Healthy Body

A Surprising Side Effect of Bad Posture? Tooth Damage

Mary Grace Garis

Photo: Stocksy/ Studio Firma

We’re in a cracked tooth epidemic. And it would be easy to call out stress as the primary cause of grinding teeth. Stress over the impending election. Stress over the impending second wave of COVID-19. Stress over what to make for dinner. It makes sense if you’ve been grinding your teeth out of stress, but according to a recent New York Times report, bad posture might actually be to blame for a chipped tooth.

Yuur posture is likely the worst it has even been now that so many people have switched to that WFH life, the office has become your couch, your bed, the godless, backless bar stool at your countertop. And while people have been hunched over, sitting through an endless Zoom call or even doom scrolling late at night. But what’s the exact correlation between a curved spine and a cracked set of molars?

According to dentist Nammy Patel, DDS, many factors can lead to tooth damage, but bad posture is often an underlying issue of serious tooth damage. “Tooth enamel is incredibly strong, but continuous grinding leads to microcracks in teeth, which leads to chipping and breaking,” she says. “Stress is, of course, one reason for teeth grinding, and many people do this in their sleep. But one common culprit of grinding is TMJ disorder, and TMJ and poor posture often go hand-in-hand. It’s all about alignment.”

For the record, TMJ or temporomandibular joint disorder, TMJD, or TMD is an issue with the hinge that connects your jaw to the temporal bones of your skull. Likewise, the temporomandibular joints are aligned with the neck and the base of the spine. It’s about your jaw essentially being out of alignment, and can cause plenty of cute maladies like toothaches, headaches, a locked up jaw, neck and shoulder pain, and popping sound when trying to open your mouth. But even without a formal diagnosis, slouching, hunching, or any bad posture can lead to a mismatched jaw-hinge connection. And that, in turn, can lead to tooth issues.

“Think of it this way, the body is designed for the joints and bones to be in alignment,” says Dr. Patel. “If you have bad posture or are hunched over, your spine will become misaligned, causing your neck and jaw to protrude forward. This forward posture can reduce air flow in your airway, leading to breathing problems like mouth breathing.”

Yikes, don’t want any of that. If you’re finding yourself dealing with more tooth damage these days, you might want to consult a dental professional.

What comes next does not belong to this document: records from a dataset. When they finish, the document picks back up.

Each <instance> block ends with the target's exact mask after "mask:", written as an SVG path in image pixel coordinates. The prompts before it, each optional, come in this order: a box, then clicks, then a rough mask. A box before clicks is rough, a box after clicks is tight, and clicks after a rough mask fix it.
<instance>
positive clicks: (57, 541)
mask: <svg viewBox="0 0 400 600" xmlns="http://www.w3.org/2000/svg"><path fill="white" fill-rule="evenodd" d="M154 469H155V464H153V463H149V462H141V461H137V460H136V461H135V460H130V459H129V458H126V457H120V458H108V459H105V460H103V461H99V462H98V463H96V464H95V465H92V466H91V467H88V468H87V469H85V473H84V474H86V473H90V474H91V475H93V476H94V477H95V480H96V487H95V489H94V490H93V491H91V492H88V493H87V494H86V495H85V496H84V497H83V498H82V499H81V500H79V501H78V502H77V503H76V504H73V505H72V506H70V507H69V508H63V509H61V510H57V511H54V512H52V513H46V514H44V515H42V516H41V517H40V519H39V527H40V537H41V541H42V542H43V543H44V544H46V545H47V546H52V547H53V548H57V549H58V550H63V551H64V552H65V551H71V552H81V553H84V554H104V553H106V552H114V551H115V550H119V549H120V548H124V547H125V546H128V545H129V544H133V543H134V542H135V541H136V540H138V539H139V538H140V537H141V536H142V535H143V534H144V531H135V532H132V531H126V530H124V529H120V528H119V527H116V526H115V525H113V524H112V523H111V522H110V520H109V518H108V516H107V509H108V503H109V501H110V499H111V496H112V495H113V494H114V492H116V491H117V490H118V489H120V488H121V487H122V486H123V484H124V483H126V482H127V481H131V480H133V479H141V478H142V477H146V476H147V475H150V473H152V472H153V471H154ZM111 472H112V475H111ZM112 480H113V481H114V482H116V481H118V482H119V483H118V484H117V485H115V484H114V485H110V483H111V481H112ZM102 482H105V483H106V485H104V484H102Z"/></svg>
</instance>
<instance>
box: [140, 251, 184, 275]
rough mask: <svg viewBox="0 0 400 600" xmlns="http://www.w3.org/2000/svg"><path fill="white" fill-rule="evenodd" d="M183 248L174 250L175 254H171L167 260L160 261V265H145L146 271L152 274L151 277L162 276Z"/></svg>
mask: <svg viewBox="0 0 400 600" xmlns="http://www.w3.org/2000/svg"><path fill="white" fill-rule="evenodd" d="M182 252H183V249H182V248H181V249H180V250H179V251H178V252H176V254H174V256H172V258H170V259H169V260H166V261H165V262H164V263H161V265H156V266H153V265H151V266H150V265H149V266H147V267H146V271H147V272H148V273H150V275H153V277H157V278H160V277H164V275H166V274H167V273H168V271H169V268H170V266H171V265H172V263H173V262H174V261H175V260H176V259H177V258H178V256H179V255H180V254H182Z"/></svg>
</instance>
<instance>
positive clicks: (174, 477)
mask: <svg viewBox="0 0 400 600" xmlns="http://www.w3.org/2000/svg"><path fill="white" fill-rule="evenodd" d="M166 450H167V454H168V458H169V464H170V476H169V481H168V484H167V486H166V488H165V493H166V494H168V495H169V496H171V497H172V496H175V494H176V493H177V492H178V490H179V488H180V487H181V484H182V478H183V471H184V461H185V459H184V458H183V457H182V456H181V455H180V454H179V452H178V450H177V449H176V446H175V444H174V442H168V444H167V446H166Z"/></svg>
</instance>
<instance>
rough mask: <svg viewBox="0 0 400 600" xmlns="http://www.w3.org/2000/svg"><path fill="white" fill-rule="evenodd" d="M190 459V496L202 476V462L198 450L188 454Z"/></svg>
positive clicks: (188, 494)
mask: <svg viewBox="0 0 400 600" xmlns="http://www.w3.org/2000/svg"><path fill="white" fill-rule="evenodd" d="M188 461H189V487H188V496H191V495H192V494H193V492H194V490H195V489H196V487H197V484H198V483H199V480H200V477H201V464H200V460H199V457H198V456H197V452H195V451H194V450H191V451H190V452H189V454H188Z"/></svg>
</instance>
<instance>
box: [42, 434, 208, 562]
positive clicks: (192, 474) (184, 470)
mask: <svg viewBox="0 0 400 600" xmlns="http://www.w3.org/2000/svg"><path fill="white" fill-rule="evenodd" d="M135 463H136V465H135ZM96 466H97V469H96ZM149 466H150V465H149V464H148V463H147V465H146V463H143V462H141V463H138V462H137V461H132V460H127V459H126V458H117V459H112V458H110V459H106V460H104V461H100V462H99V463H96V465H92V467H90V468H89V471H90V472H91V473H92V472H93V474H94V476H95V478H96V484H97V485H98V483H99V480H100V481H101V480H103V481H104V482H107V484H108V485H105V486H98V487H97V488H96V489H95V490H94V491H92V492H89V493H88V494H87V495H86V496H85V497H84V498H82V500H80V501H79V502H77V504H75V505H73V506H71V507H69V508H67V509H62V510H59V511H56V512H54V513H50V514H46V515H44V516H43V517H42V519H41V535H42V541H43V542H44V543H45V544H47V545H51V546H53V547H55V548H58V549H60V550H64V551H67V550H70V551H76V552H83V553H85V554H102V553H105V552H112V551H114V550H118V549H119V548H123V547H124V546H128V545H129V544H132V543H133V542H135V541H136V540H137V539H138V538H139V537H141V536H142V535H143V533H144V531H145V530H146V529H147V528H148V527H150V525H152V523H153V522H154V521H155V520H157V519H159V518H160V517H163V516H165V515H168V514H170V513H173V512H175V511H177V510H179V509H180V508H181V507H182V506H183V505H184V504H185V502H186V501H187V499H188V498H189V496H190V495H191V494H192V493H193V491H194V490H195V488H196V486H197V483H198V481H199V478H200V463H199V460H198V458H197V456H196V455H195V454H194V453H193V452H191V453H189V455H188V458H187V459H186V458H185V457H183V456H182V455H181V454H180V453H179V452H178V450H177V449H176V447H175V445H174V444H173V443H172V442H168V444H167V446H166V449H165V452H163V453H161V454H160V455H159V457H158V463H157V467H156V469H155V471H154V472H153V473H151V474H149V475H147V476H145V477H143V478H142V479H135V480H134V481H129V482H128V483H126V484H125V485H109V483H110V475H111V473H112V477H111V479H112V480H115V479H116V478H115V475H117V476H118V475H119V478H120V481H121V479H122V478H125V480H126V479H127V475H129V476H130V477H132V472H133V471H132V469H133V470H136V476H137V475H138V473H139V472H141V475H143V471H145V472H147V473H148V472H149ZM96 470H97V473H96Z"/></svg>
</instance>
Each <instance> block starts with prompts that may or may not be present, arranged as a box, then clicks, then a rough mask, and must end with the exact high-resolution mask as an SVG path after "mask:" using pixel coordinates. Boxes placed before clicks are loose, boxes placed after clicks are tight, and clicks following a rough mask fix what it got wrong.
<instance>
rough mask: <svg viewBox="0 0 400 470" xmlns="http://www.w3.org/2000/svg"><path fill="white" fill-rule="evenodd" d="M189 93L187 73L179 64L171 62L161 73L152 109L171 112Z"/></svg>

But if you suspect that your teeth grinding could be the result of some WFH hunch backing, now might be a good time to learn how to sit straight. A posture corrector can help you sit and live life erect, or if you could consider investing in an ergonomically designed desk chair. Ultimately, we can’t stop the influx of stressful news updates; that’s just a symptom of 2020. But sometimes you can, at least, put your money where your mouth is.